The spokesman for the Democratic-Liberal Party (PDL), Sever Voinescu, stated yesterday that the Democrat-Liberal ministers were ready to take all the necessary measures to provide solutions to problems caused by the weather conditions. “We are persuaded that all our ministers, as indeed all the Cabinet members, are ready to take all the necessary measures in the present context. Indeed, we had talks in the National Standing Bureau with each and every one of them,” Voinescu stated. He further argued that all the party’s local organizations would get mobilised to provide assistance to the people affected by the snowfalls and that all the parties in Romania should take direct action to help these people.

The activity of the Lower Chamber and the Senate was suspended yesterday owing to weather conditions, as several deputies were unable to travel to Bucharest and the assembly meeting scheduled for 4pm had to be cancelled.

Basescu: No legal grounds to declare the state of emergency

After yesterday’s consultations with the ruling coalition parties, president Traian Basescu stated that the people shouldn’t worry about power cuts, but warned that power exports might be interrupted. “There is no risk whatsoever that the people be left without electricity,” the president announced, adding that, should the major electricity distribution companies be faced with failures, a pre-established back-up plan would be applied. The president explained that Romania exports 500 megawatts/ hour, which may amount to 1,400 megawatts/hour during the rush hour. As regards the proposal of declaring the state of emergency in the areas most sorely affected by heavy snowfalls, insistently called for by the Social-Democratic Party (PSD) leader Victor Ponta and by the heads of the Vrancea and Buzau County Council, Marian Oprisan and, respectively, Victor Mocanu, both members of PSD, Basescu argued he was well aware “desperate attempts are being made to draw the president in public disputes”. “Sadly, I have no patience for this, nor should we get involved in such disputes at a time when the people are suffering,” Basescu argued, calling on Ponta and Mocanu to read article 93 in the Constitution. “The state of emergency is defined as follows: a body of exceptional, political, economic and public order, measures, applicable at a national or regional level, in the event there is a serious or imminent danger to the state and democratic structure.

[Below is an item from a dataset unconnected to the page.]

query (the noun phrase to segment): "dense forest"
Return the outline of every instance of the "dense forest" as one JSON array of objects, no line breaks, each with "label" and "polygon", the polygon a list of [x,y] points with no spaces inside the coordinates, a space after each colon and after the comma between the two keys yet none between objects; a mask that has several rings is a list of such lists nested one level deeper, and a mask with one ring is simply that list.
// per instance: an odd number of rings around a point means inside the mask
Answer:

There is no question of this. This would presume that all measures taken are taken by military orders. It is obvious this doesn’t refer to a situation in which a portion of the national territory is struck by winter or blizzard. I can only assume one of two things: either this was a trap meant to get the president to declare a state of emergency in a hurry, which would have meant the reins of local government were to be taken over by the military and decisions were to be made by military order, or whoever proposed this is not well acquainted with our legislation,” the president argued.